The work placement is a key element of the student’s learning experience. Experiential learning is recognised as one of the most successful ways of embedding knowledge, skills and values. Alongside a body of theoretical knowledge and professional skill-sets, each student brings to the placement setting their own personal attributes. Some of the main skills students develop during a work placement or teaching practice experience include:
Basic Work Skills: For many students, Work Placement is the first experience of professional work experience and, as such, developing good work habits should be a standard outcome of the placement. At the very minimum, employers will expect one to behave in a professional manner, comply with company regulations and conditions of employment, carry out placement duties and behave in a manner appropriate to the work environment.

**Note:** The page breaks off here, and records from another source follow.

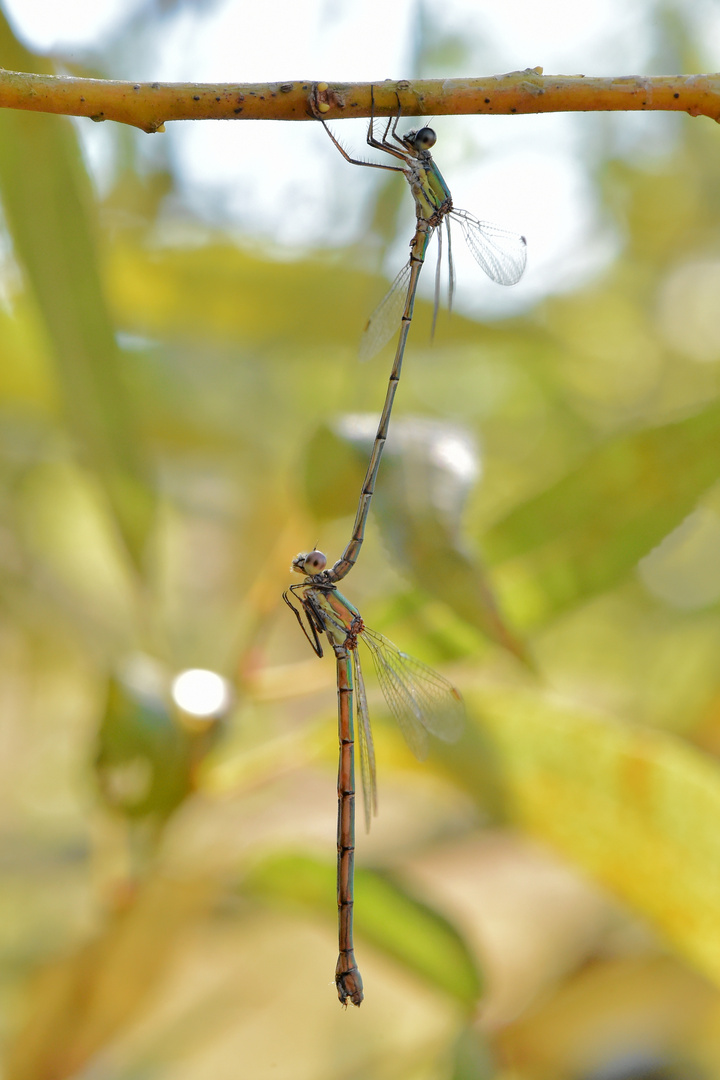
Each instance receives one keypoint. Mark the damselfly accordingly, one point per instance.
(501, 254)
(419, 699)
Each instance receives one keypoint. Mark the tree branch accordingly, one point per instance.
(149, 106)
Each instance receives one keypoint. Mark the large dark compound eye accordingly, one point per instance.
(425, 138)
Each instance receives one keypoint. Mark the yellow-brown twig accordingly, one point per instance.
(149, 106)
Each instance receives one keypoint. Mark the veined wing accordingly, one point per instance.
(385, 320)
(501, 254)
(364, 736)
(419, 698)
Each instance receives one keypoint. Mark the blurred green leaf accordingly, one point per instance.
(146, 760)
(81, 1002)
(472, 1058)
(634, 807)
(48, 203)
(586, 532)
(424, 481)
(386, 916)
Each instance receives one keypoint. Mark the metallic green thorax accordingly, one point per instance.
(340, 619)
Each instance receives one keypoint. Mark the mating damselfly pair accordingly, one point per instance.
(421, 700)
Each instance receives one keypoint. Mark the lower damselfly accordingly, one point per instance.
(420, 700)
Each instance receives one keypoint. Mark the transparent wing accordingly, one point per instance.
(364, 736)
(385, 320)
(419, 698)
(501, 254)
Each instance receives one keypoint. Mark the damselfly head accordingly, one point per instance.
(423, 139)
(311, 563)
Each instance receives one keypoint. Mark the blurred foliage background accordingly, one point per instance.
(180, 415)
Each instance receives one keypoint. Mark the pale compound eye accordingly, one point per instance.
(425, 138)
(314, 562)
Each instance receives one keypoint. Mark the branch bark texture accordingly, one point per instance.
(150, 105)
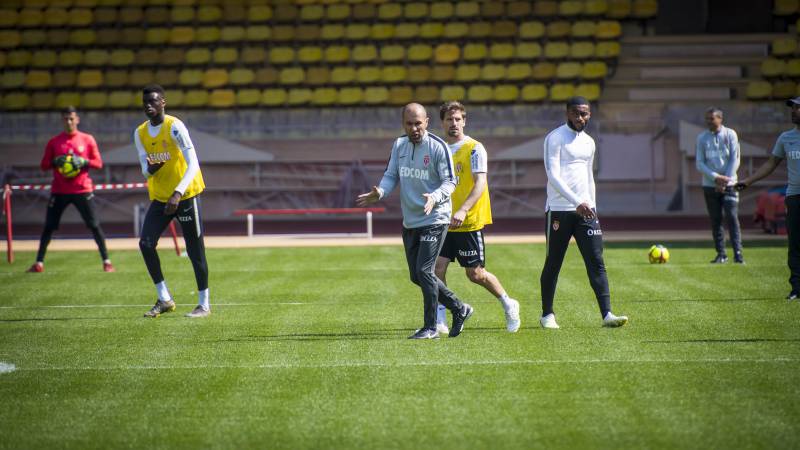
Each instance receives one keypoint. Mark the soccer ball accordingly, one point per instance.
(68, 169)
(658, 254)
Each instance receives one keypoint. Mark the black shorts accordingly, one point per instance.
(466, 246)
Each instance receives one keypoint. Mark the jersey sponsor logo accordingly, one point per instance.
(410, 172)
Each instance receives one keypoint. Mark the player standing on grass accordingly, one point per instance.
(421, 164)
(787, 147)
(472, 211)
(174, 182)
(568, 160)
(717, 159)
(71, 187)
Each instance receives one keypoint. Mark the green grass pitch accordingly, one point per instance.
(307, 348)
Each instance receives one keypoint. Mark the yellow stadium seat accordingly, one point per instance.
(531, 30)
(594, 70)
(381, 31)
(581, 50)
(772, 67)
(122, 99)
(64, 99)
(116, 78)
(543, 71)
(337, 54)
(418, 74)
(94, 100)
(533, 92)
(393, 74)
(259, 13)
(406, 30)
(368, 74)
(38, 79)
(518, 71)
(350, 96)
(376, 95)
(619, 9)
(224, 55)
(589, 91)
(324, 96)
(784, 46)
(608, 29)
(248, 97)
(16, 101)
(343, 75)
(420, 52)
(190, 77)
(468, 72)
(42, 100)
(195, 98)
(364, 53)
(493, 72)
(318, 75)
(41, 58)
(401, 95)
(501, 51)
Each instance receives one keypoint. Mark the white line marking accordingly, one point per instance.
(355, 364)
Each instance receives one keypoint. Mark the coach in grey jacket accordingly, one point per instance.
(717, 159)
(423, 167)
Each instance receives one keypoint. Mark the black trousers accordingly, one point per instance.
(727, 202)
(155, 221)
(793, 232)
(422, 248)
(561, 226)
(84, 203)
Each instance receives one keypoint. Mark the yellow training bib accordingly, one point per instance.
(481, 212)
(162, 184)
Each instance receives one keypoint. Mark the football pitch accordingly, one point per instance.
(307, 348)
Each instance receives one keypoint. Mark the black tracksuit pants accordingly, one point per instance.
(561, 226)
(422, 248)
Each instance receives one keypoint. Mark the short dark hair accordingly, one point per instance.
(151, 88)
(451, 106)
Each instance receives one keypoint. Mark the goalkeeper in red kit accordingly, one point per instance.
(70, 155)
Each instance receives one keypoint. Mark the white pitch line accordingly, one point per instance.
(357, 364)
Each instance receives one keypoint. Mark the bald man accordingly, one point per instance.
(421, 164)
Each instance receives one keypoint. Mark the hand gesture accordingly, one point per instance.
(368, 198)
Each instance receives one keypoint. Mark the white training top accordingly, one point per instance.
(180, 135)
(568, 159)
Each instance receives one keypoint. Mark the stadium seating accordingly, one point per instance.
(316, 52)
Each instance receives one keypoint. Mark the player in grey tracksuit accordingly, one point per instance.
(421, 164)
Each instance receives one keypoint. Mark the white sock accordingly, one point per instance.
(202, 298)
(163, 292)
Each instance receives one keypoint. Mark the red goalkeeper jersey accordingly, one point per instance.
(76, 144)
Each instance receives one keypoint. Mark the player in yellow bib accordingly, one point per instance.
(471, 211)
(174, 182)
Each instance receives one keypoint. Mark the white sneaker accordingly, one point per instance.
(549, 321)
(512, 316)
(610, 320)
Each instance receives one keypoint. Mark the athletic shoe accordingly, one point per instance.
(459, 319)
(160, 307)
(549, 322)
(512, 316)
(199, 311)
(425, 333)
(612, 321)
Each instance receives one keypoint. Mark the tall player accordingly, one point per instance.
(73, 186)
(421, 164)
(174, 182)
(568, 159)
(472, 211)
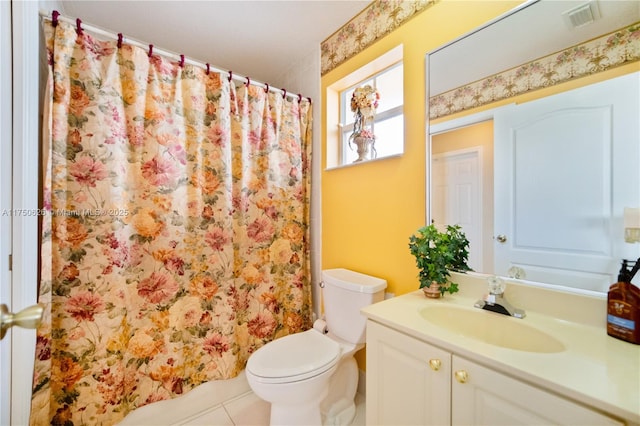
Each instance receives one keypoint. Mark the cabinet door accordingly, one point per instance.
(408, 381)
(481, 396)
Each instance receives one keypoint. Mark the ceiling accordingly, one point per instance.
(258, 39)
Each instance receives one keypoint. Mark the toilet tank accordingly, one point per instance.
(345, 292)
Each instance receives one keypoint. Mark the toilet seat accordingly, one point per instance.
(294, 357)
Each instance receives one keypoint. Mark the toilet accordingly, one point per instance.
(311, 378)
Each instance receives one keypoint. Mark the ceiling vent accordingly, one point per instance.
(582, 15)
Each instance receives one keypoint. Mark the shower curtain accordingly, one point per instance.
(176, 235)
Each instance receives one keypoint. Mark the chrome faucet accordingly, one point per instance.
(495, 301)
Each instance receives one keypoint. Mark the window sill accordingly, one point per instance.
(342, 166)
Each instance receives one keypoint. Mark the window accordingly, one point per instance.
(388, 123)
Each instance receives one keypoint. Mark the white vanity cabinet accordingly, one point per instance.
(410, 382)
(482, 396)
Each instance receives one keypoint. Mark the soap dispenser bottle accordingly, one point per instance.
(623, 306)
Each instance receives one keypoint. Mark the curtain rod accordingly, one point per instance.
(55, 16)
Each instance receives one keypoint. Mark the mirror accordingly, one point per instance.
(540, 186)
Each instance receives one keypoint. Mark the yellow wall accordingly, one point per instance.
(370, 210)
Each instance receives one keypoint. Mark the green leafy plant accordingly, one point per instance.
(437, 253)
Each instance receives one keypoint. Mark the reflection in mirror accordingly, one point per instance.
(540, 183)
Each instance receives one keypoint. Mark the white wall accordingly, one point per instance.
(304, 78)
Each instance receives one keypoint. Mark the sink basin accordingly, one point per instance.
(492, 328)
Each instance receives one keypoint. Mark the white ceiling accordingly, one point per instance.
(258, 39)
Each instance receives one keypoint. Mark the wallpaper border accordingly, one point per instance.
(374, 22)
(611, 50)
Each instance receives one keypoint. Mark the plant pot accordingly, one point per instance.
(364, 146)
(433, 291)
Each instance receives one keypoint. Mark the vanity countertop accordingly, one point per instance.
(595, 369)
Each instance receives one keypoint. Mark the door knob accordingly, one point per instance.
(435, 364)
(462, 376)
(27, 318)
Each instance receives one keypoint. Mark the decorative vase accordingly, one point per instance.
(364, 147)
(433, 291)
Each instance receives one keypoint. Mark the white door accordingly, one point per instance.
(5, 200)
(587, 138)
(19, 141)
(457, 196)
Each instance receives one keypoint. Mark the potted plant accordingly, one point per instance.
(437, 253)
(364, 102)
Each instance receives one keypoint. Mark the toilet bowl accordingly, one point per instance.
(311, 378)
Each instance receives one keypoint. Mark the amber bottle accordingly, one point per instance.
(623, 306)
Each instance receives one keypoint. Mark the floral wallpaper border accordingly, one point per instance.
(374, 22)
(608, 51)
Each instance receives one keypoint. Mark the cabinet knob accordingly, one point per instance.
(435, 364)
(461, 376)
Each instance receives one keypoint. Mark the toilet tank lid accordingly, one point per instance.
(353, 281)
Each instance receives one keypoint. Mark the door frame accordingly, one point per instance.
(24, 133)
(477, 152)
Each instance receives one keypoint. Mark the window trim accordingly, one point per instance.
(379, 117)
(333, 104)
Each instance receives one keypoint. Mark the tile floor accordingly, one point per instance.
(219, 403)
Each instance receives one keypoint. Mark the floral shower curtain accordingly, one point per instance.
(176, 241)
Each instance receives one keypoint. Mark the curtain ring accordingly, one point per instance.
(54, 18)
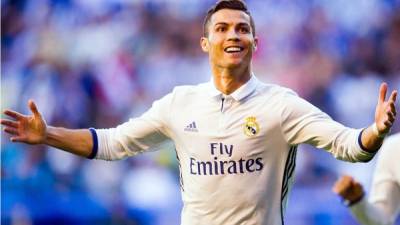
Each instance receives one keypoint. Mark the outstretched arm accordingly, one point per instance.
(32, 129)
(385, 115)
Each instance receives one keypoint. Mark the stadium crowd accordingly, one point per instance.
(99, 62)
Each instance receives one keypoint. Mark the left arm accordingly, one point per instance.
(385, 115)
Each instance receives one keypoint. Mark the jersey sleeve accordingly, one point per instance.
(383, 204)
(140, 134)
(304, 123)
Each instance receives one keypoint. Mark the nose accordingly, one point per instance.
(233, 35)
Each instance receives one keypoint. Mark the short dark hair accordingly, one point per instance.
(227, 4)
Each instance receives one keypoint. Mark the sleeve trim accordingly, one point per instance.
(360, 141)
(93, 154)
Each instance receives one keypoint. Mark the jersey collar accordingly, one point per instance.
(241, 93)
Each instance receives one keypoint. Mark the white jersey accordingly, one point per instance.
(383, 204)
(236, 153)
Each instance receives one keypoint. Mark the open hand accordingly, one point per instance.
(385, 112)
(30, 129)
(348, 188)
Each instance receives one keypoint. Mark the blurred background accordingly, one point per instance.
(96, 63)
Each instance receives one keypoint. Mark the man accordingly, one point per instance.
(383, 205)
(235, 137)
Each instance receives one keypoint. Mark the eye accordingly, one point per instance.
(244, 30)
(220, 29)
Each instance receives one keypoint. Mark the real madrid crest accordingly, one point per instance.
(251, 127)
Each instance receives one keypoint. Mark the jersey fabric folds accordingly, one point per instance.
(237, 152)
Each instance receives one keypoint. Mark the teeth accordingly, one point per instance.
(233, 49)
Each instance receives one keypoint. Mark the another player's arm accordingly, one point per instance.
(385, 115)
(32, 129)
(381, 212)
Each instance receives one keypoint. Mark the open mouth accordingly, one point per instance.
(233, 49)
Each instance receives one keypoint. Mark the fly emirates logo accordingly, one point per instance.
(226, 166)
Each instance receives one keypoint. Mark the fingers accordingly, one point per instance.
(393, 96)
(9, 123)
(14, 114)
(33, 108)
(11, 130)
(382, 92)
(17, 139)
(342, 185)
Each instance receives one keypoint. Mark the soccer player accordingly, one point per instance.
(236, 138)
(383, 204)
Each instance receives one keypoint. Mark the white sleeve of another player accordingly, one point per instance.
(140, 134)
(383, 204)
(304, 123)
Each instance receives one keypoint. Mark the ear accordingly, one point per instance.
(204, 44)
(255, 44)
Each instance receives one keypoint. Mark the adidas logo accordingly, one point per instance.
(191, 127)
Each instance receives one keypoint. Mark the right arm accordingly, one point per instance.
(32, 129)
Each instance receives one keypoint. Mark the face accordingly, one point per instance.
(230, 42)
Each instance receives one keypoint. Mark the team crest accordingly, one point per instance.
(251, 127)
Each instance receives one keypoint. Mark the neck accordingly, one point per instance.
(229, 80)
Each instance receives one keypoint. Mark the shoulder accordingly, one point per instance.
(274, 90)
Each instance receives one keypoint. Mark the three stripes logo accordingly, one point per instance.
(191, 127)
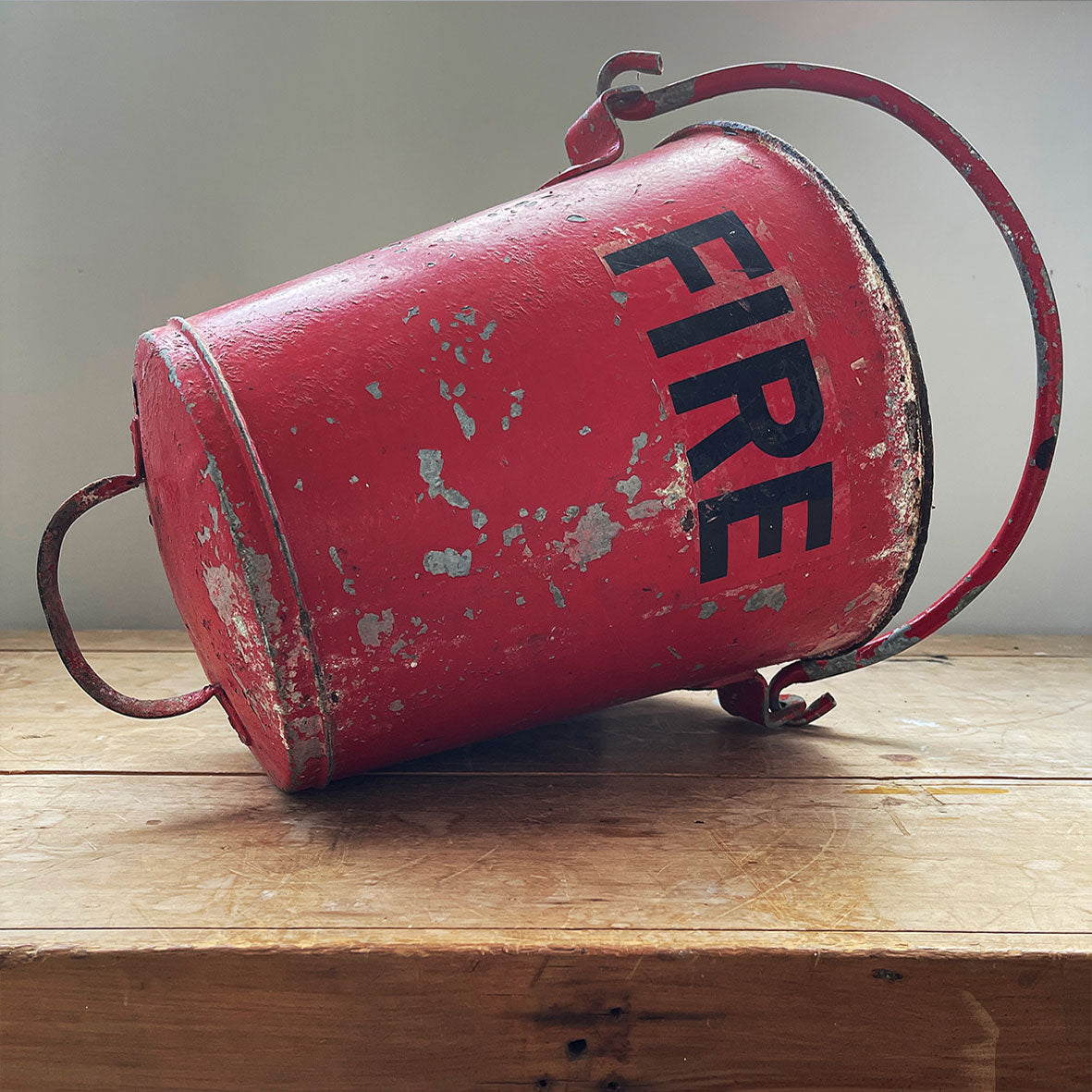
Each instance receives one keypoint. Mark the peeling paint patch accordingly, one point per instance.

Communication Skills: The ability to communicate with colleagues, clients and the community in general is a skill regarded as essential by most employers. Communication skills cover business correspondence, report writing, presentation, face-to-face or telephone communication and non-verbal communication. When completing initial and follow-up assessments, try to pinpoint specific examples of communications skills.
Problem Solving Skills: Problem solving involves developing an objective approach to isolating the causes of problems, showing a realistic understanding of the key issues and reaching reasoned decisions that solve the problem. During placement a student may be given the opportunity to contribute to or to observe the organisation’s approach to problem resolution. As many graduate employers ask very specifically for this skill, look for ways of developing problem solving skills by for example, gathering data to support the decision-making process for a defined problem; being able to identify the key issues surrounding the problem; being objective even though you may feel emotional about a particular work issue or situation; setting out logical arguments and presenting clear recommendations.
Interpersonal and Teamwork Skills: Your ability to work productively alongside others will be central to the success of your Work Placement. Increasing numbers of graduate jobs will include a managerial function with responsibility for managing other people whether colleagues, customers or clients. Your ability to operate effectively as part of a team should be a core learning outcome of your placement.
Cultural/ International Awareness: In a world of global business and an increasingly multicultural environment, global or international awareness is coming to be recognised as a core graduate skill. Whether you are doing your Work Placement in Ireland or internationally, you should use the opportunity to develop an appreciation of other cultures.
Organisational Awareness: It is important that you take the time to understand the organisation you are working in, to show that you are genuinely interested in it, to respect the expected standards of professional behaviour and to receive a positive evaluation at the end of your placement.
IT and Professional Skills: Regardless of where your Work Placement takes place, you will almost certainly have exposure to technology. This can range from using standard software packages to working with sophisticated workplace automation systems. Use your placement to apply your existing skills and to develop new ones.